Monday, August 8, 2022
HomeArtificial IntelligenceA Mild Introduction to tensorflow.knowledge API

A Mild Introduction to tensorflow.knowledge API

Final Up to date on July 12, 2022

Once we construct and practice a Keras deep studying mannequin, the coaching knowledge will be offered in a number of alternative ways. Presenting the information as a NumPy array or a TensorFlow tensor is a typical one. Making a Python generator perform and let the coaching loop to learn knowledge from it’s one other approach. One more approach of offering knowledge is to make use of tf.knowledge dataset.

On this tutorial, we are going to see how we are able to use tf.knowledge dataset for a Keras mannequin. After ending this tutorial, you’ll study:

  • Tips on how to create and use tf.knowledge dataset
  • The good thing about doing so in comparison with a generator perform

Let’s get began.

A Mild Introduction to tensorflow.knowledge API
Picture by Monika MG. Some rights reserved.


This text is cut up into 4 sections; they’re:

  • Coaching a Keras Mannequin with NumPy Array and Generator Operate
  • Making a Dataset utilizing tf.knowledge
  • Making a Dataest from Generator Operate
  • Knowledge with Prefetch

Coaching a Keras Mannequin with NumPy Array and Generator Operate

Earlier than we see how the tf.knowledge API works, let’s evaluation how we normally practice a Keras mannequin.

First, we’d like a dataset. An instance is the style MNIST dataset that comes with the Keras API, which we have now 60,000 coaching samples and 10,000 take a look at samples of 28×28 pixels in grayscale and the corresponding classification label is encoded with integers 0 to 9.

The dataset is a NumPy array. Then we are able to construct a Keras mannequin for classification, and with the mannequin’s match() perform, we offer the NumPy array as knowledge.

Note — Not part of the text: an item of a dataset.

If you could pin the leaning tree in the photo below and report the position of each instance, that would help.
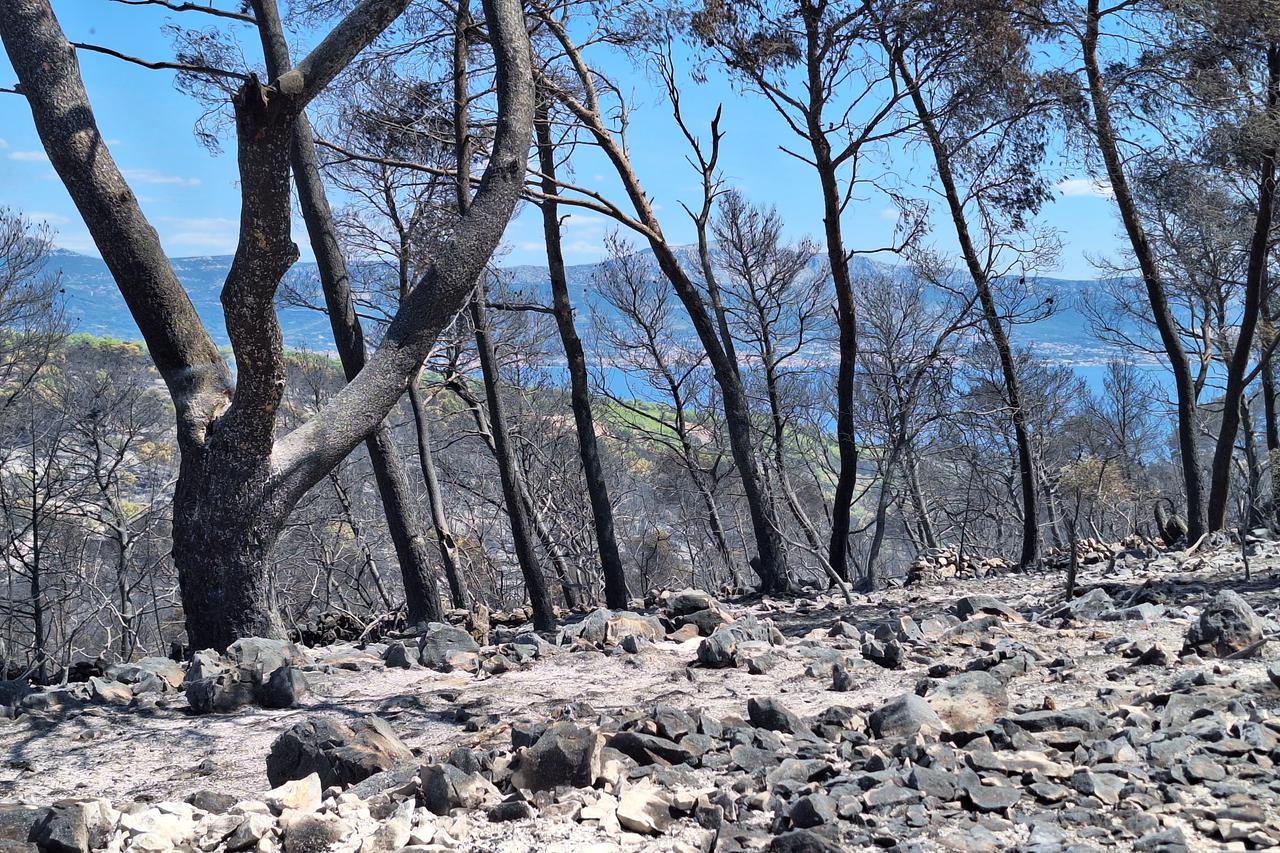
(238, 480)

The whole code is as follows:

Working this code will print out the next:

And in addition create the next plot of validation accuracy over the 50 epochs we skilled our mannequin:

The opposite approach of coaching the identical community is to supply the information from a Python generator perform as a substitute of a NumPy array. A generator perform is the one with a yield assertion to emit knowledge whereas the perform is working in parallel to the information shopper. A generator of the style MNIST dataset will be created as follows:

This perform is meant to be name with the syntax batch_generator(train_image, train_label, 32). It’ll scan the enter arrays in batches indefinitely. As soon as it reaches the tip of the array, it would restart from the start.

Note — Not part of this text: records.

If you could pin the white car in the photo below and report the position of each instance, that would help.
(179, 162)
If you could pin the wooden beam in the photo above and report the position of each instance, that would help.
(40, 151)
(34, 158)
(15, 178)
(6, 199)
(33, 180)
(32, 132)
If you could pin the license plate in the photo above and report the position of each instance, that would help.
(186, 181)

Coaching a Keras mannequin with a generator is comparable, utilizing the match() perform:

As an alternative of offering the information and label, we simply want to supply the generator because the generator will give out each. When knowledge are introduced as NumPy array, we are able to inform what number of samples are there by trying on the size of the array. Keras can full one epoch when the complete dataset is used as soon as. Nonetheless, our generator perform will emit batches indefinitely so we have to inform when an epoch is ended, utilizing the steps_per_epoch argument to the match() perform.

Whereas within the above code, we offered the validation knowledge as NumPy array, we are able to additionally use a generator as a substitute and specify validation_steps argument.

The next is the whole code utilizing generator perform, which the output is identical because the earlier instance:

Making a Dataset utilizing tf.knowledge

Given we have now the style MNIST knowledge loaded, we are able to convert it right into a tf.knowledge dataset, like the next:

This prints the dataset’s spec, as follows:

We are able to see the information is a tuple (as we handed a tuple as argument to the from_tensor_slices() perform), whereas the primary factor is in form (28,28) whereas the second factor is a scalar. Each components are saved as 8-bit unsigned integers.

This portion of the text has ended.